Policymakers in some realms have already confronted the potentially fatal consequences of mixing sleeplessness with critical work. Regulations or standards are in place for astronauts, truckers, medical residents, and pilots (though not for airline maintenance crews). Meanwhile, more than half of all drivers admit they have occasionally nodded off at the wheel, said Czeisler. Most such drivers also admit they are unlikely to take any action other than to keep going. That attitude stems from a lack of public education, he said. About $300 million a year goes to educating the public about drunk driving, but less than 1 percent of that amount is used to wake people up to the hazards of drowsy driving.

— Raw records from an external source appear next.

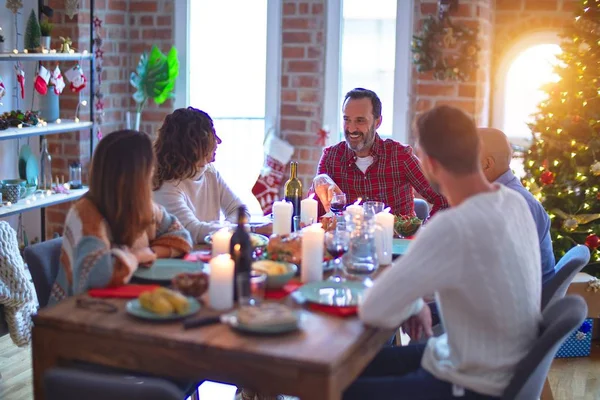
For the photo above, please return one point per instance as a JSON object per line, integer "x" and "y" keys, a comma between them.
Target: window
{"x": 368, "y": 48}
{"x": 521, "y": 76}
{"x": 233, "y": 45}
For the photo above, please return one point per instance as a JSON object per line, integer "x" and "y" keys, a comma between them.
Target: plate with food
{"x": 162, "y": 304}
{"x": 278, "y": 272}
{"x": 165, "y": 269}
{"x": 257, "y": 239}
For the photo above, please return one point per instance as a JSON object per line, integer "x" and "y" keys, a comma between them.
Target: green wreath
{"x": 429, "y": 55}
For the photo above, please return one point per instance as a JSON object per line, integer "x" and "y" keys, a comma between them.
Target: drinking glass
{"x": 337, "y": 243}
{"x": 338, "y": 203}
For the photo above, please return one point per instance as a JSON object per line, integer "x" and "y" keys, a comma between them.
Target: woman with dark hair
{"x": 185, "y": 182}
{"x": 116, "y": 226}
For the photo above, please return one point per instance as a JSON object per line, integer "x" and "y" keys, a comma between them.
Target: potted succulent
{"x": 154, "y": 79}
{"x": 46, "y": 30}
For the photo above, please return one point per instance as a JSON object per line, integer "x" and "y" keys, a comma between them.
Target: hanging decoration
{"x": 447, "y": 49}
{"x": 71, "y": 8}
{"x": 14, "y": 5}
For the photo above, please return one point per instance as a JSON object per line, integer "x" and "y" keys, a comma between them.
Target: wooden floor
{"x": 571, "y": 379}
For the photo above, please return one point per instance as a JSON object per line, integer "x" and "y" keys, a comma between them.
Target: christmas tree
{"x": 32, "y": 33}
{"x": 563, "y": 164}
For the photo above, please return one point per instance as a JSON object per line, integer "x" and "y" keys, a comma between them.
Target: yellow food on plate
{"x": 163, "y": 301}
{"x": 269, "y": 267}
{"x": 156, "y": 303}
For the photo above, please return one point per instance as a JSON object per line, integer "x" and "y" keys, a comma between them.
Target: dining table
{"x": 316, "y": 362}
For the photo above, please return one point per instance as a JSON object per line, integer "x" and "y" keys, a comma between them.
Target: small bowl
{"x": 276, "y": 281}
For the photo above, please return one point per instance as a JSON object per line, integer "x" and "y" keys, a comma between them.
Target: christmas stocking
{"x": 77, "y": 79}
{"x": 57, "y": 81}
{"x": 41, "y": 81}
{"x": 20, "y": 79}
{"x": 266, "y": 189}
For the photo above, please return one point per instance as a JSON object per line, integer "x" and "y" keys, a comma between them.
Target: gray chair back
{"x": 559, "y": 320}
{"x": 566, "y": 269}
{"x": 43, "y": 261}
{"x": 69, "y": 384}
{"x": 421, "y": 209}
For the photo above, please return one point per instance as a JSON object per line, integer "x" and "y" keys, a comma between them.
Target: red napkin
{"x": 200, "y": 255}
{"x": 337, "y": 311}
{"x": 122, "y": 292}
{"x": 276, "y": 294}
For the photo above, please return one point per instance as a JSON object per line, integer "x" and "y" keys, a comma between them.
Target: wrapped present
{"x": 579, "y": 343}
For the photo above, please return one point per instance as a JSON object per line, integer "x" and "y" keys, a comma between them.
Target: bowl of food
{"x": 279, "y": 273}
{"x": 405, "y": 226}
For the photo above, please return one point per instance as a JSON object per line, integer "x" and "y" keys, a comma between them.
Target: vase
{"x": 50, "y": 106}
{"x": 133, "y": 120}
{"x": 45, "y": 42}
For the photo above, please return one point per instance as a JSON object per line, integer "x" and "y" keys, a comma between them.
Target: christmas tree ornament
{"x": 41, "y": 81}
{"x": 592, "y": 241}
{"x": 595, "y": 168}
{"x": 547, "y": 178}
{"x": 14, "y": 5}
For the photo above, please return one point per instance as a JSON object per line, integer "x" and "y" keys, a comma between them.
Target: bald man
{"x": 496, "y": 155}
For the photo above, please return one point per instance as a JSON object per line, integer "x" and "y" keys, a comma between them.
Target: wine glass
{"x": 337, "y": 243}
{"x": 338, "y": 203}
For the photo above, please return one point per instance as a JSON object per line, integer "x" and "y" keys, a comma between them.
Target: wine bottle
{"x": 293, "y": 190}
{"x": 240, "y": 248}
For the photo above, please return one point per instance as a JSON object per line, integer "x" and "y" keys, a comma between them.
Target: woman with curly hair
{"x": 185, "y": 181}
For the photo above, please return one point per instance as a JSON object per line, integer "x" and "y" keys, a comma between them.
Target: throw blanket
{"x": 17, "y": 293}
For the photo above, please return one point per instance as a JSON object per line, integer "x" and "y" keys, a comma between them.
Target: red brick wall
{"x": 303, "y": 81}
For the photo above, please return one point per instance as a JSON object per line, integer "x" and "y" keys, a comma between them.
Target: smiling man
{"x": 366, "y": 166}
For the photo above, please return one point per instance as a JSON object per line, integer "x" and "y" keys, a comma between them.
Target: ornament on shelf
{"x": 14, "y": 5}
{"x": 71, "y": 8}
{"x": 41, "y": 81}
{"x": 547, "y": 177}
{"x": 592, "y": 241}
{"x": 76, "y": 78}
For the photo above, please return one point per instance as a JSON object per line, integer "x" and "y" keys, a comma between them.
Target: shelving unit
{"x": 43, "y": 200}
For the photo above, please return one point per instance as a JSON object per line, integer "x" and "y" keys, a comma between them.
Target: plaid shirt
{"x": 389, "y": 179}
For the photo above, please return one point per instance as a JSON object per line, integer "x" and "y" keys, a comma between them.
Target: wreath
{"x": 449, "y": 50}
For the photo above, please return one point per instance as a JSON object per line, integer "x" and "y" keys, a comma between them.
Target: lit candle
{"x": 220, "y": 287}
{"x": 313, "y": 239}
{"x": 220, "y": 242}
{"x": 384, "y": 237}
{"x": 282, "y": 217}
{"x": 308, "y": 210}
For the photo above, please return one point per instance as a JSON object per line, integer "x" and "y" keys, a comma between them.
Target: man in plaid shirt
{"x": 369, "y": 167}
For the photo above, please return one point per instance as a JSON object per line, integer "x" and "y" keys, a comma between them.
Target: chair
{"x": 568, "y": 266}
{"x": 69, "y": 384}
{"x": 559, "y": 320}
{"x": 421, "y": 209}
{"x": 43, "y": 261}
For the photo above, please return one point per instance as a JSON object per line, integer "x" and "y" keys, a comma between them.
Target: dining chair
{"x": 566, "y": 269}
{"x": 421, "y": 209}
{"x": 559, "y": 320}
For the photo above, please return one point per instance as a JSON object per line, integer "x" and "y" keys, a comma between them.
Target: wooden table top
{"x": 323, "y": 342}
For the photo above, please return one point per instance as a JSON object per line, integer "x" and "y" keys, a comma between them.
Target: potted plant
{"x": 154, "y": 79}
{"x": 46, "y": 30}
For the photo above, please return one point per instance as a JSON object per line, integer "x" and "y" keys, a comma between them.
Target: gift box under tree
{"x": 579, "y": 343}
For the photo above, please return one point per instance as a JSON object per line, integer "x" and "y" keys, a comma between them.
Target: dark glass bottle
{"x": 241, "y": 253}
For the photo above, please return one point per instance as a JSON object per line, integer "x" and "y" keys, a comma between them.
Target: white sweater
{"x": 199, "y": 201}
{"x": 482, "y": 260}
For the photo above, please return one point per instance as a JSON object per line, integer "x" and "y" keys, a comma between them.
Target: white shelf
{"x": 50, "y": 129}
{"x": 28, "y": 204}
{"x": 10, "y": 56}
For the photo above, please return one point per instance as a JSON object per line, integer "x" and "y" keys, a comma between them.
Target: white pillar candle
{"x": 282, "y": 217}
{"x": 309, "y": 210}
{"x": 220, "y": 287}
{"x": 313, "y": 241}
{"x": 384, "y": 246}
{"x": 220, "y": 242}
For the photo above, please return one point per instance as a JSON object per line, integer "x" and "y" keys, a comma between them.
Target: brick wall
{"x": 303, "y": 81}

If you have not slept in 24 hours, said Czeisler, “you’re just as impaired as if you were legally drunk."
Those most at risk for drowsy driving are males aged 16 to 29, drivers with undiagnosed sleep disorders, commercial drivers, and people working long shifts or night shifts. “Unfortunately,” Klerman said, “people don’t know how tired they are."
Another problem is that driving itself is a “routine, highly overlearned task,” said Czeisler. You can be practically asleep, but “automatic behavior syndrome” takes over and makes it appear, for a time, as if you were driving competently. He cited the case of a woman in the netherworld between wakefulness and sleep who for 30 minutes drifted into other lanes of traffic and nearly ran several trucks off the road along I-25 in Denver before she was stopped by the police. When you are drowsy, said Czeisler, “your judgment is impaired.”
Meaningful enforcement of laws against drowsy driving will need the equivalent of a Breathalyzer, said Moore; although, he added, it’s getting better with the advent of devices that warn drivers when a vehicle crosses the center line. Klerman agreed that for now, scientists have no Breathalyzer equivalent, or even a biomarker that signifies sleepiness. In the meantime, she said, more education is the key.
Adults need eight hours of sleep a night but often get less, Klerman said. (It should take 10 or 15 minutes to fall asleep at night, she said—and if you fall asleep right away, especially during the daytime, you’re not getting enough. Ditto if you find yourself sleeping 10 to 12 hours a night on weekends.) Getting enough sleep does more than allay drowsy driving: It’s tied to good hormone function, a healthy immune system, and learning acuity. It also reduces the risk of obesity. “People need to recognize the importance of sleep,” said Klerman. “It’s not a waste of time."
In the meantime, the most dramatic and public consequences of drowsiness take place on the road. Klerman recalled a woman who told her, “I fall asleep at red lights. Is that OK?” Another woman thought she had found the answer to staying awake on the road: clamping her ponytail in the sunroof so that every nod would jerk her awake.
But the real answer involves what nature intended, experts say: Get enough sleep. And when you get behind the wheel of a car, be awake.